Thanks in Advance @sni
We are using 1.1.19.1 mostly now. No modifations done except changing ssl path things which should be unrelated: See https://github.com/ConSol/omd/tree/labs/packages/gearmand
Hi @sni
We have deployed naemon core , gearmand and mod_gearman with below versions Server Version : Red Hat Enterprise Linux Server release 7.6 (Maipo) Naemon Core 1.2 Gearmand 0.33 mod_gearman 3.3.0
-bash-4.2$ naemon
Naemon Core 1.2.0 Copyright (c) 2013-present Naemon Core Development Team and Community Contributors Copyright (c) 2009-2013 Nagios Core Development Team and Community Contributors Copyright (c) 1999-2009 Ethan Galstad
-bash-4.2$ gearmand -V
gearmand 0.33 - https://bugs.launchpad.net/gearmand
-bash-4.2# cat /etc/redhat-release Red Hat Enterprise Linux Server release 7.6 (Maipo) -bash-4.2# yum list installed | grep mod_gearman Failed to set locale, defaulting to C mod_gearman.x86_64 3.3.0-1.el7 @nagios-server
Regularly we are seeing very strange issues on gearmand ,neb module and even on gearman worker end.
major issues we are seeing here is all cheks are showing as orphans
below is the output from gearman_top which show neb has died and workers are showing as 0 for check_results and check_results queue job waiting is piling up and gearman workers disconnect and connect back very often and sometimes workers available for gearman workers in below screenshot will show as 0 and 1 sometimes
we are seeing below error in gearmand log
tail -f /var/log/gearmand/gearmand.log ERROR 2020-04-26 04:41:38.000000 [ proc ] Job handle plus handle count beyond GEARMAND_JOB_HANDLE_SIZE: H:hostname:11888764 -> libgearman-server/job.c
One more weird thing we have observed on gearman worker end is gearman worker threads are not releasing memory and all the available memory will be in buffer and gearman worker process never comes up during the same time after worker log rotate happens ..

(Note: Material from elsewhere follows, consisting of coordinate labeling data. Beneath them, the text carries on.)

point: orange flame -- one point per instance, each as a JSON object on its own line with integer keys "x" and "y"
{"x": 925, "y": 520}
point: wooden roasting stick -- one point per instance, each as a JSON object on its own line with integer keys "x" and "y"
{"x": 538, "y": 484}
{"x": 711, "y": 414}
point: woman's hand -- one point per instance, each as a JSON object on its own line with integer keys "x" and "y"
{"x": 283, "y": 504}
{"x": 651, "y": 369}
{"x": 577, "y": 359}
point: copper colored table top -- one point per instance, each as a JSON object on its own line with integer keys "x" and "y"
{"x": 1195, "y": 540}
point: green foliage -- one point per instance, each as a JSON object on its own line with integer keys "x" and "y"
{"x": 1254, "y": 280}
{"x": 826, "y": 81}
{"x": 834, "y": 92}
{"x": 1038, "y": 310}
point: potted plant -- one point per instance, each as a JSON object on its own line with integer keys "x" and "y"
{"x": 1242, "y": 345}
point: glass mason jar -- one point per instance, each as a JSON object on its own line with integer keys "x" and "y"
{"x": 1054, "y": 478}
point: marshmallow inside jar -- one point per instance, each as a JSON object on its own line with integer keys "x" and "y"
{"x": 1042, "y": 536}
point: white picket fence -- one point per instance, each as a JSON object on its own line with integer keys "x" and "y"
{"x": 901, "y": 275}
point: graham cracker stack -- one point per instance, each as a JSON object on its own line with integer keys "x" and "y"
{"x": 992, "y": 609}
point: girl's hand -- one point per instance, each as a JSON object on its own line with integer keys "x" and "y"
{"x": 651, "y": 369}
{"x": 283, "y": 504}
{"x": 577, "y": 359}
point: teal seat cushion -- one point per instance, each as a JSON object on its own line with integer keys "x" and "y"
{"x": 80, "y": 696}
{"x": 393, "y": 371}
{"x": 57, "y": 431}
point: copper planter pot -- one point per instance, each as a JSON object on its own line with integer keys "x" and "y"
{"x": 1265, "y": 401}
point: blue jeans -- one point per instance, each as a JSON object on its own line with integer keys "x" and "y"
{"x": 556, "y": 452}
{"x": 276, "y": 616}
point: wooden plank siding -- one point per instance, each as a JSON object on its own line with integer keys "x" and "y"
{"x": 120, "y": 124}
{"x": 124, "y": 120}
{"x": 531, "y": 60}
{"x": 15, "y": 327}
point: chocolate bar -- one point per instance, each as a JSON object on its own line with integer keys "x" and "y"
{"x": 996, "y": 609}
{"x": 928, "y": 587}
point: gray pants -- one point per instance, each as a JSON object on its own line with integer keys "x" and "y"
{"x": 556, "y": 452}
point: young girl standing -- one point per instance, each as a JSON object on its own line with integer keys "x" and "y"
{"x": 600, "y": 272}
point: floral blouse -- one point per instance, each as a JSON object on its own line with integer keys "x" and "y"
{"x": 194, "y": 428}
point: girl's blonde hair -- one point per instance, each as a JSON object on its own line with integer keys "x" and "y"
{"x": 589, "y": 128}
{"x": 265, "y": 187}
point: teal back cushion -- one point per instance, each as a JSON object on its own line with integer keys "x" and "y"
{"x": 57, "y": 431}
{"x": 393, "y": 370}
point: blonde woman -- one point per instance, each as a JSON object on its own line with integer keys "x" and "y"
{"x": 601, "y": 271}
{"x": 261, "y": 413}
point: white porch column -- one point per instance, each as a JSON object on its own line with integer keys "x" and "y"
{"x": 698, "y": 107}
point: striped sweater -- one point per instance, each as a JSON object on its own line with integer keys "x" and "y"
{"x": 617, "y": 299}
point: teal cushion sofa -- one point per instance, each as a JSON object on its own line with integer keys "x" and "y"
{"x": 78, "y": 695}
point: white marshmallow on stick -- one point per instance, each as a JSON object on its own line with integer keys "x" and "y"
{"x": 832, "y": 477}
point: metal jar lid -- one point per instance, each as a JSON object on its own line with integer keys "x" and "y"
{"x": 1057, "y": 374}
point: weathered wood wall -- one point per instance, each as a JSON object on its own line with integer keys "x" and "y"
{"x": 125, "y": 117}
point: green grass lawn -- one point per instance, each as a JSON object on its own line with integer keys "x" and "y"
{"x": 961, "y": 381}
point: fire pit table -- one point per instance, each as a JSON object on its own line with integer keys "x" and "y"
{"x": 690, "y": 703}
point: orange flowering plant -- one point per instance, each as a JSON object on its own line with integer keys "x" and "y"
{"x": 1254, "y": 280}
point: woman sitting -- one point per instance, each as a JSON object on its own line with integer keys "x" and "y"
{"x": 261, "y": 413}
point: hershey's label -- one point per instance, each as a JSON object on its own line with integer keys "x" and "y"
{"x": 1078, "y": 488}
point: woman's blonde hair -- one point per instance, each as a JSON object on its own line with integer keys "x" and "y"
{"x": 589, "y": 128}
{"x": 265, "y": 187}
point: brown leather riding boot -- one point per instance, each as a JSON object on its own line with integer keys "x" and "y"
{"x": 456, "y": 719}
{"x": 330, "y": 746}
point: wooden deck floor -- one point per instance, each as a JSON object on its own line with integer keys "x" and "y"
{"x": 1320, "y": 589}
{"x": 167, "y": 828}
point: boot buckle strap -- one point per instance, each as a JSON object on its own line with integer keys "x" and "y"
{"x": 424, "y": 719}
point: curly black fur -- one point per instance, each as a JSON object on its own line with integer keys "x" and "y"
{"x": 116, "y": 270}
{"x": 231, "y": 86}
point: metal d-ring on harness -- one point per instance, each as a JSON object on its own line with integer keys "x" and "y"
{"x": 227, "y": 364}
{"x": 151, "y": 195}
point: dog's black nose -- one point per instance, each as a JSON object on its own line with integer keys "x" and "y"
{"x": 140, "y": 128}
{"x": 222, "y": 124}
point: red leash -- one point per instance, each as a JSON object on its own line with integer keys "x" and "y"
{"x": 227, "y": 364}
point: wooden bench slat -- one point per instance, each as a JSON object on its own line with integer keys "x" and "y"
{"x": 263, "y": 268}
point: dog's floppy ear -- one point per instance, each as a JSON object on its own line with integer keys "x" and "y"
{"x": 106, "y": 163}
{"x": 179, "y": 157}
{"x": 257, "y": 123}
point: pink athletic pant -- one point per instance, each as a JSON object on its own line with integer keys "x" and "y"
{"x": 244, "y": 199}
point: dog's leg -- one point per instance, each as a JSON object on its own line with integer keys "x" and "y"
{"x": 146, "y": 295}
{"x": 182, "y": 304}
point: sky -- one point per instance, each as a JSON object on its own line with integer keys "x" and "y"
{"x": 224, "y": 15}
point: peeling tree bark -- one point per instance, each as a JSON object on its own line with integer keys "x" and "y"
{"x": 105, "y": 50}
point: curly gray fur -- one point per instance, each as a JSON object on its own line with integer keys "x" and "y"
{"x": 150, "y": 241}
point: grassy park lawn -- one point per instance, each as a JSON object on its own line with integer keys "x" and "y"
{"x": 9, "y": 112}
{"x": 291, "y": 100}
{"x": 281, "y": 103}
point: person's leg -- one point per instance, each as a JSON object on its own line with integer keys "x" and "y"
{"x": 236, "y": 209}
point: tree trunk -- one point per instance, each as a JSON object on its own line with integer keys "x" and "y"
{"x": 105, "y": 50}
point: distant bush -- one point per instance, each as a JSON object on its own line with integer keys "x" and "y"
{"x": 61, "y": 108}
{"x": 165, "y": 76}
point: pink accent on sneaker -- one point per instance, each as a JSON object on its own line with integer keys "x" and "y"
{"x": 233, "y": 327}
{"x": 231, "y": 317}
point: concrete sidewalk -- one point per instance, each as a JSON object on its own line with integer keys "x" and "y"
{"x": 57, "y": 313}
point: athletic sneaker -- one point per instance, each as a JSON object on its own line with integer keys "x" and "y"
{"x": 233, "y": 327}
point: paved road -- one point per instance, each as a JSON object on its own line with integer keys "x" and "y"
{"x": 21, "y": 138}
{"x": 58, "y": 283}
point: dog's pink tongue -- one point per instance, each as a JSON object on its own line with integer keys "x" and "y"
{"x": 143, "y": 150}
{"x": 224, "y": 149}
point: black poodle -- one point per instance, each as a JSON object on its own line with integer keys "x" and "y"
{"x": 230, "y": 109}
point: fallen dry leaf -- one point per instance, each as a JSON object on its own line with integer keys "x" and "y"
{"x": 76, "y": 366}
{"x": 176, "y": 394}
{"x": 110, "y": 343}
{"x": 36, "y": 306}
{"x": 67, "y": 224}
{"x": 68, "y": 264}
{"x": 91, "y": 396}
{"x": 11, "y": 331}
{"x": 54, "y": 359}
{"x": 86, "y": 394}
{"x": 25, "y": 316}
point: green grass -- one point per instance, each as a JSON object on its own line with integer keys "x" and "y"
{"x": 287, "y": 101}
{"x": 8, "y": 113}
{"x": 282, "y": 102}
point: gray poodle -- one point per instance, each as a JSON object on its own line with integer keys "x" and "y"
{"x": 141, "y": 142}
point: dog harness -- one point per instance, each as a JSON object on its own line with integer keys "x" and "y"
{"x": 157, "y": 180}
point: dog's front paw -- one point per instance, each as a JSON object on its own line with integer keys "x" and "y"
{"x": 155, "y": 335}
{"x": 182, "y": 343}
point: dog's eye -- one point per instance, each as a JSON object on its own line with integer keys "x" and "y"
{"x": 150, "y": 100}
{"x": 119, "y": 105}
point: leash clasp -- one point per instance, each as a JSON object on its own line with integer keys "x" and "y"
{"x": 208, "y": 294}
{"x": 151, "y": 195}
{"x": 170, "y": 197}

[2020-05-26 04:39:05][37018][DEBUG] got host job: hostname [2020-05-26 04:39:05][37018][ERROR] worker error: gearman_worker_grab_job(GEARMAN_UNEXPECTED_PACKET) unexpected packet:ERROR -> libgearman/worker.cc:781 [2020-05-26 04:39:06][36755][ERROR] worker error: gearman_worker_grab_job(GEARMAN_UNEXPECTED_PACKET) unexpected packet:ERROR -> libgearman/worker.cc:781 [2020-05-26 04:39:06][36962][ERROR] worker error: gearman_worker_grab_job(GEARMAN_UNEXPECTED_PACKET) unexpected packet:ERROR -> libgearman/worker.cc:781
==================== Below is the neb config
############################################################################### #
Mod-Gearman - distribute checks with gearman
#
Copyright (c) 2010 Sven Nierlein
#
Mod-Gearman NEB Module Config
# ###############################################################################
debug=1
logfile=/var/log/mod_gearman/mod_gearman_neb.log server=localhost:4730 eventhandler=no notifications=no services=yes hosts=yes do_hostchecks=yes route_eventhandler_like_checks=no encryption=yes keyfile=/etc/mod_gearman/gmSecret.key use_uniq_jobs=on ############################################################################### #
NEB Module Config
#
the following settings are for the neb module only and
will be ignored by the worker.
# ############################################################################### localservicegroups=gearman_bypass result_workers=1 perfdata=no perfdata_send_all=no perfdata_mode=1 orphan_host_checks=yes orphan_service_checks=yes orphan_return=2 accept_clear_results=no
Below is the worker config
Mod-Gearman - distribute checks with gearman
Copyright (c) 2010 Sven Nierlein
Worker Module Config
identifier=hostname.dev debug=1 debug-result=yes logfile=/var/log/mod_gearman/mod_gearman_worker_hostname_4730.log
server=hostname:4730 eventhandler=no notifications=no services=yes hosts=yes encryption=yes keyfile=/etc/mod_gearman/gmSecret.key job_timeout=60 min-worker=5 max-worker=400 idle-timeout=30 max-jobs=1000 max-age=0 spawn-rate=1 fork_on_exec=no load_limit1=30 load_limit5=0 load_limit15=0 show_error_output=yes timeout_return=2 enable_embedded_perl=on use_embedded_perl_implicitly=off use_perl_cache=on p1_file=/usr/share/mod_gearman/mod_gearman_p1.pl
Workarounds
workaround_rc_25=3 orphan_return=3
Here in our environment we are using naemon core, gearmand and live status as well.
Can you help us to fix this issue? Appreciate your help on this.